Many of today's marketing strategies focus on personalizing attention to prospects and creating a customized experience for everyone who interacts with your digital assets. These tailored connections are accomplished by gathering lots of data and segmenting audiences based on needs and stages of the buyer's journey.
B2B account-based marketing perfects this idea by creating audience segments that consist of a single target.
What is B2B Account Based Marketing?
Account-based marketing (ABM) treats each prospect as if they were a market of their own. While this approach might not make sense for companies with thousands of opportunities, it's perfect for enterprise-level sales in the B2B space. It's also the right choice for companies who are seeking a few large anchor accounts and want to supplement the rest with traditional inbound leads.
ABM focuses on engagement with the organization, rather than with just one contact. B2B marketing often requires you to interact with several stakeholders within a company before you can close a deal.
With ABM, you identify a target company, and then do research to determine who critical contacts are, what the company culture is, and how your solutions will fit. From there, you build a strategy and create content just for this prospect company, keeping individual contacts in mind while still targeting the entire organization.
Kissmetrics describes it as the sniper's way of marketing: precise, targeted and accurate.
Why B2B Tech Companies Should Consider ABM
One of the main reasons for choosing B2B account-based marketing is that tech companies often have a limited number of prospects available. Unlike some B2B companies with thousands of options, or consumer-facing businesses with millions of options, focusing on a finite consumer base requires a bit more finesse.
Here are a few more reasons to consider account-based marketing:
- Straightforward ROI. First, when you're pursuing one lead, measuring your return on investment is simpler. Plus, you're likely to be happy with that number: 85 percent of marketers said ABM delivers a higher ROI than other approaches.
- Optimized Resources. When you're not focusing your efforts on a broader market, you can dedicate your resources only to those who show promise from the start. That means your risk is reduced along with unnecessary resources spent on casting a wide net.
- Your Clients Will Like It. Account-based marketing still relies on the fundamentals of inbound marketing — avoiding the hard sell until the timing is right — while still showing that you've done your homework. For your clients, this is the perfect balance of personalized attention and self-directed research.

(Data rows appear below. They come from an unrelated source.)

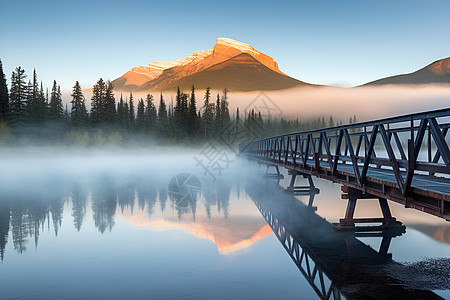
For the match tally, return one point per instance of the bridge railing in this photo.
(407, 145)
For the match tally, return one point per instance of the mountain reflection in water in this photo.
(243, 214)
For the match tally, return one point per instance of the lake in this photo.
(157, 224)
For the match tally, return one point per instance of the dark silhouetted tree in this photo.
(56, 110)
(131, 113)
(163, 122)
(78, 115)
(150, 116)
(98, 102)
(192, 118)
(18, 98)
(4, 97)
(140, 116)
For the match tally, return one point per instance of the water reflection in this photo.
(334, 263)
(25, 214)
(238, 214)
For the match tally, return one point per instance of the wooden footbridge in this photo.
(335, 264)
(405, 159)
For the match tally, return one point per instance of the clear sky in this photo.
(325, 42)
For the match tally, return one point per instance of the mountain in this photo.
(231, 64)
(240, 73)
(437, 72)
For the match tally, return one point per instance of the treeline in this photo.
(29, 112)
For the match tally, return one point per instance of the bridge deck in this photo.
(370, 158)
(432, 194)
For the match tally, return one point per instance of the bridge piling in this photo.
(310, 188)
(348, 222)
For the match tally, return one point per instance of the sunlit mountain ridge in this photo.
(225, 63)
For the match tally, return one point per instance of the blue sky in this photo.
(324, 42)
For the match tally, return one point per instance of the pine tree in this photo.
(218, 117)
(121, 115)
(131, 113)
(97, 102)
(208, 116)
(4, 98)
(110, 114)
(150, 115)
(224, 110)
(56, 110)
(163, 122)
(79, 113)
(18, 98)
(140, 117)
(41, 106)
(192, 118)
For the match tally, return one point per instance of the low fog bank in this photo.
(40, 168)
(367, 103)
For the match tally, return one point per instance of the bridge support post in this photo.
(306, 189)
(348, 222)
(276, 175)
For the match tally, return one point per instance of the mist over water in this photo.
(114, 221)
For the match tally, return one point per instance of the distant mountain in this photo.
(437, 72)
(231, 64)
(240, 73)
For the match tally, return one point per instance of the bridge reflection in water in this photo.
(334, 263)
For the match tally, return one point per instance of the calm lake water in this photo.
(141, 225)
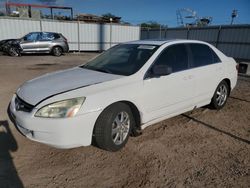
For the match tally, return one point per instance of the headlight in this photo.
(61, 109)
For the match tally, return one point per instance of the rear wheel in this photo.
(113, 127)
(57, 51)
(220, 96)
(13, 52)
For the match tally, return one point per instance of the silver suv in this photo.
(37, 42)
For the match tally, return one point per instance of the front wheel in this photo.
(57, 51)
(220, 96)
(113, 127)
(13, 52)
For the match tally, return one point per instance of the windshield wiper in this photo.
(97, 69)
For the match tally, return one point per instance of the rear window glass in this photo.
(175, 57)
(202, 55)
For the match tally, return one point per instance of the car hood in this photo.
(49, 85)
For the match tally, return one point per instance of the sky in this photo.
(161, 11)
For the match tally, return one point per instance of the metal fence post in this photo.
(148, 33)
(78, 35)
(218, 37)
(41, 26)
(160, 31)
(110, 34)
(188, 33)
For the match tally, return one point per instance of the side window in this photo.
(175, 57)
(47, 37)
(202, 55)
(56, 36)
(216, 59)
(31, 37)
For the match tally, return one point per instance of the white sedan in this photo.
(122, 91)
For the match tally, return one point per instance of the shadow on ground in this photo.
(8, 174)
(217, 129)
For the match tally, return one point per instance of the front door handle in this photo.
(189, 77)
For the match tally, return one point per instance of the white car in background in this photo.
(122, 91)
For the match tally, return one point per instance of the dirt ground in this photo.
(202, 148)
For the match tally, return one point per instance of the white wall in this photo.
(81, 36)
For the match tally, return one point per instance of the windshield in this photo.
(123, 59)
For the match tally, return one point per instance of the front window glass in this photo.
(124, 59)
(31, 37)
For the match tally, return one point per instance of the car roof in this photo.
(159, 42)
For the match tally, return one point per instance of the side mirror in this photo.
(161, 70)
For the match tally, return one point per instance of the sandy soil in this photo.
(202, 148)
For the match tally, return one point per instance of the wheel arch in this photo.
(227, 80)
(136, 131)
(52, 47)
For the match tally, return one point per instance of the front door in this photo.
(172, 93)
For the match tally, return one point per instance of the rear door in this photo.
(29, 42)
(45, 41)
(207, 69)
(172, 93)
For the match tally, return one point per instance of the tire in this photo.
(57, 51)
(13, 52)
(220, 96)
(113, 127)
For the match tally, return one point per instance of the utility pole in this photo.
(234, 15)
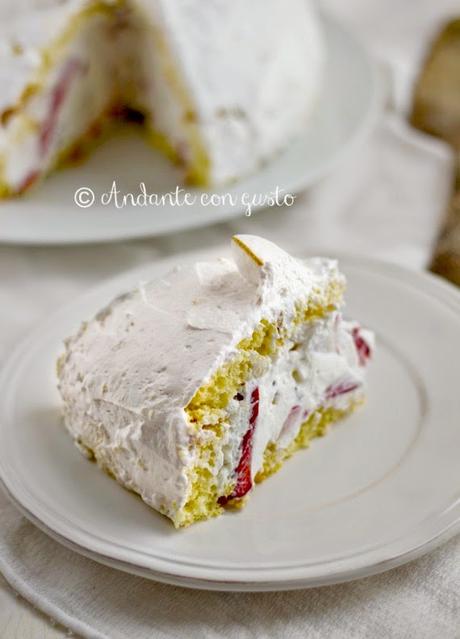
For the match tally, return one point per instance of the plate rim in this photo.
(355, 137)
(244, 579)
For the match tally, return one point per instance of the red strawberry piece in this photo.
(292, 420)
(69, 73)
(243, 470)
(362, 347)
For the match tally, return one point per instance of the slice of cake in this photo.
(192, 388)
(221, 86)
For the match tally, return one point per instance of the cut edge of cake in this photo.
(236, 381)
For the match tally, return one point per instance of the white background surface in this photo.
(386, 200)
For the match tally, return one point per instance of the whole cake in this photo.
(191, 388)
(220, 86)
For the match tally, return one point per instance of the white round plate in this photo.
(380, 489)
(345, 112)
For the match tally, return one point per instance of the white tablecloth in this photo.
(385, 200)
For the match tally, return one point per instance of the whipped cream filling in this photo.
(73, 95)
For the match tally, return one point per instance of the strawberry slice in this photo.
(243, 470)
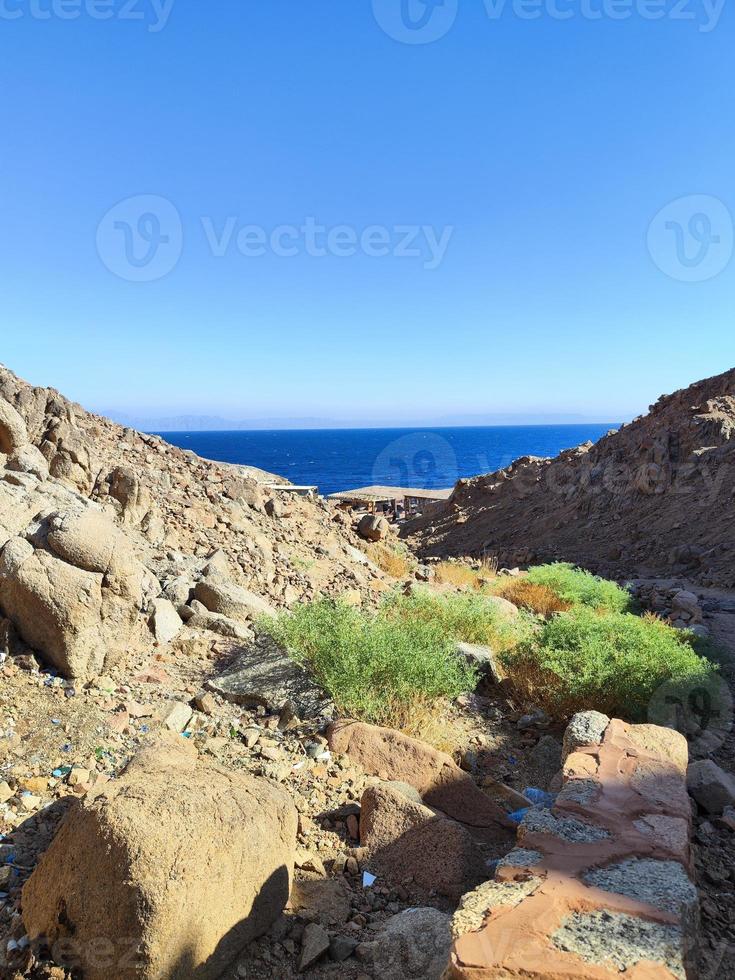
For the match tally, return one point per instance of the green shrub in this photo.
(379, 666)
(581, 588)
(466, 616)
(608, 661)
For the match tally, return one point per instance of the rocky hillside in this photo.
(653, 498)
(110, 539)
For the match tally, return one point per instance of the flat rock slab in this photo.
(264, 674)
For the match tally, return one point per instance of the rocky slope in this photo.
(109, 539)
(654, 498)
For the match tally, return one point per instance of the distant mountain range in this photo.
(216, 423)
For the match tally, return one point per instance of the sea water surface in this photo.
(344, 459)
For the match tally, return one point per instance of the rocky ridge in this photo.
(111, 538)
(653, 498)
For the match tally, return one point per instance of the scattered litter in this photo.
(539, 797)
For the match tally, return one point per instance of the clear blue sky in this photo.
(546, 146)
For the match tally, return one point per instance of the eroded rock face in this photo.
(13, 431)
(406, 839)
(76, 598)
(393, 756)
(412, 945)
(169, 872)
(601, 883)
(373, 528)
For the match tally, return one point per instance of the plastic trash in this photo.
(539, 797)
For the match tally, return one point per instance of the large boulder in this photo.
(406, 839)
(134, 499)
(599, 885)
(77, 601)
(373, 528)
(169, 872)
(13, 431)
(264, 674)
(391, 755)
(234, 601)
(413, 945)
(712, 787)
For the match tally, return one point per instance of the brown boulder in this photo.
(78, 603)
(231, 600)
(169, 872)
(391, 755)
(373, 528)
(406, 839)
(13, 431)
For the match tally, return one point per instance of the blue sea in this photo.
(344, 459)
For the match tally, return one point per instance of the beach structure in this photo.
(403, 501)
(307, 490)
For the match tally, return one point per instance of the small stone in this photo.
(251, 737)
(341, 948)
(712, 787)
(309, 862)
(175, 715)
(205, 703)
(314, 944)
(78, 776)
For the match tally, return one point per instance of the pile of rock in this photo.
(679, 606)
(600, 883)
(111, 539)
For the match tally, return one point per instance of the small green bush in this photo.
(609, 661)
(469, 617)
(379, 666)
(580, 587)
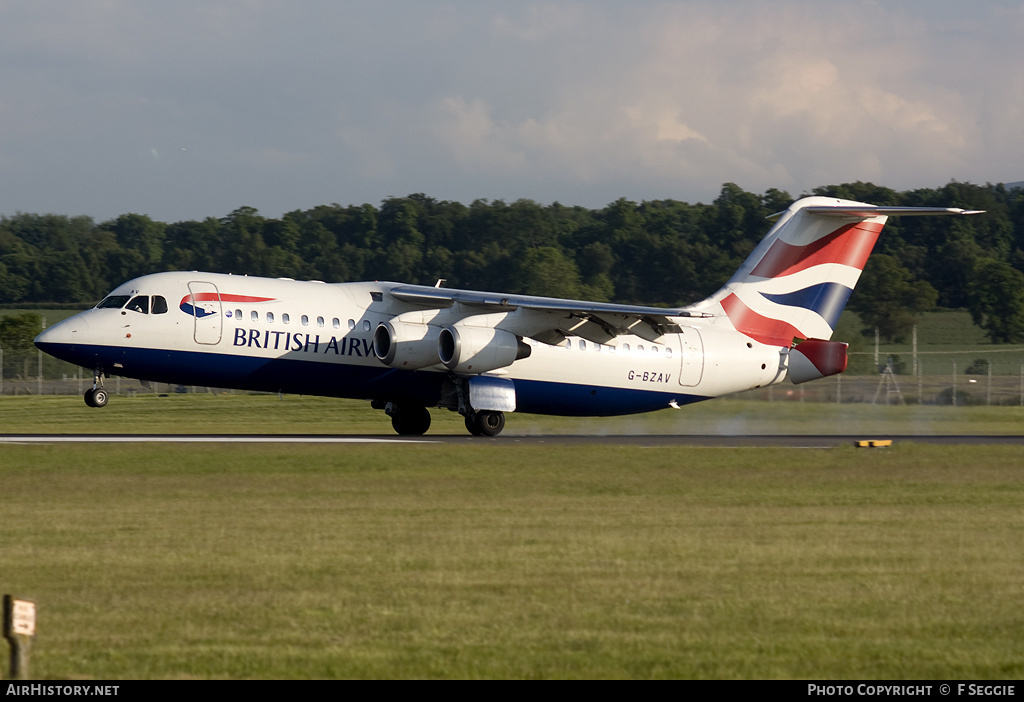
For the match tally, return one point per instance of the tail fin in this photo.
(798, 279)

- Aligning With Sales is Easier. No matter which method of marketing you employ, when sales and marketing work together, the results will always be better. Marketers using ABM work alongside sales to keep strategies and initiatives aligned. The result is greater strength within both departments.
Plus, B2B account-based marketing works. As always, the proof is in the pudding. Here are just a few numbers to back up that claim:
- According to one survey, 97 percent of marketers reported ABM had a higher ROI than other marketing activities.

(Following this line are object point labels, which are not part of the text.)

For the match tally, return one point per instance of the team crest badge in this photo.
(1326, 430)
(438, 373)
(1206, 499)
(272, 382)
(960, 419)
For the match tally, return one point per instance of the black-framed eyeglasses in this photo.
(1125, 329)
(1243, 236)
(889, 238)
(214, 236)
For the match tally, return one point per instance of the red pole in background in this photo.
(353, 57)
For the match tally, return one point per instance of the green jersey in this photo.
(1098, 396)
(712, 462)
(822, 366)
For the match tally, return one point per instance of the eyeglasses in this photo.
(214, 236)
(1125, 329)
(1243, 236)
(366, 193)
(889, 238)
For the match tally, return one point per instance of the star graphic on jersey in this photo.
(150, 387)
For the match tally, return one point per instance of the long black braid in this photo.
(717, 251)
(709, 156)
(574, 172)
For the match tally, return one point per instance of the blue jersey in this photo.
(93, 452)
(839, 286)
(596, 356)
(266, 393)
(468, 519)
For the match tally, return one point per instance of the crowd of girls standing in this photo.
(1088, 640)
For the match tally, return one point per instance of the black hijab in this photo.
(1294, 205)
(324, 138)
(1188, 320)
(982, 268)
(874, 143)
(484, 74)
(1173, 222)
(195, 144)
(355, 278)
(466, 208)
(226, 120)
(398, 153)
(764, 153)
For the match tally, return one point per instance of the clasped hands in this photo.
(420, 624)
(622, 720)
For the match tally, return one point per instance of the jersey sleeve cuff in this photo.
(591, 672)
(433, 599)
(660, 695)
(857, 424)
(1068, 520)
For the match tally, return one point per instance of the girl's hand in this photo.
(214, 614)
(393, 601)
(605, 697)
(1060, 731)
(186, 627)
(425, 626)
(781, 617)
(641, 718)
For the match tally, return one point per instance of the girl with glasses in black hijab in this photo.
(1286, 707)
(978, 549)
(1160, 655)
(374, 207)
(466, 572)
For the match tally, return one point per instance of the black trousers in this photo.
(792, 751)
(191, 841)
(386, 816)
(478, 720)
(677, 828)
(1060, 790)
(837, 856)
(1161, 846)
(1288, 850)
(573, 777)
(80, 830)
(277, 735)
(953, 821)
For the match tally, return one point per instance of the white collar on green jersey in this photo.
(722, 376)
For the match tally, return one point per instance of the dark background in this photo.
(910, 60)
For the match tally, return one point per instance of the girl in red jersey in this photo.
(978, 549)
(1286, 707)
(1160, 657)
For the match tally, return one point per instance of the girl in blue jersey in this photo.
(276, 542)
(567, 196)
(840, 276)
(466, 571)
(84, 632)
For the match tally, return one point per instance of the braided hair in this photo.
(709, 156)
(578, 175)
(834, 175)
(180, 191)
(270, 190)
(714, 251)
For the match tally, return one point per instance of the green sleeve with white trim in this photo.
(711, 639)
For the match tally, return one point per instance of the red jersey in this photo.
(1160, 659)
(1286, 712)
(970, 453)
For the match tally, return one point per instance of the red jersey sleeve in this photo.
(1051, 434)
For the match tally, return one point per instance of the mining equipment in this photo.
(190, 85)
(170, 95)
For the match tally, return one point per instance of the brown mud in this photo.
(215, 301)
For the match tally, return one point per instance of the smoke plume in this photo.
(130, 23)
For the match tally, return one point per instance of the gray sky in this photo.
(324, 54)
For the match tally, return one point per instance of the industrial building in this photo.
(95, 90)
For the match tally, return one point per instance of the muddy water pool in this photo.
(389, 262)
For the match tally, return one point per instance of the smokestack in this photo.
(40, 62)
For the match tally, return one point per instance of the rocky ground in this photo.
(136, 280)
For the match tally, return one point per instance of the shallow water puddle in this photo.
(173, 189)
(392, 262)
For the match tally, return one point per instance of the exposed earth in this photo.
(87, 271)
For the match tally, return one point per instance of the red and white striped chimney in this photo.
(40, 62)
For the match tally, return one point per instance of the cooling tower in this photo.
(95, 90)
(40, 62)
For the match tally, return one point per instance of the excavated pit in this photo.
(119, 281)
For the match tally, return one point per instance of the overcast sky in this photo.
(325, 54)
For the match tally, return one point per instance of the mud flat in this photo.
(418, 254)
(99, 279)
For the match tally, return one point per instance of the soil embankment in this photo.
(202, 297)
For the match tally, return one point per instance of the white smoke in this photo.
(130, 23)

- The number of people involved in a major B2B tech purchase has gone up from 5 to 7 people. ABM allows you to incorporate each critical contact in a personalized way while still pursuing the company as a whole.
- Almost 85 percent of marketers said ABM helped them retain and expand existing relationships significantly.
What's Old is New Again
The designation of B2B account-based marketing as an individual tactic has only been around for a few years. However, the concepts behind it are a tribute to the tried-and-true method of making connections, building relationships and courting promising leads with individual attention. What's new is applying modern technology to make the process efficient, and using inbound methodology to put the customer in the driver's seat.
The result is greater marketing success for B2B tech companies that rely on landing big accounts to stay afloat.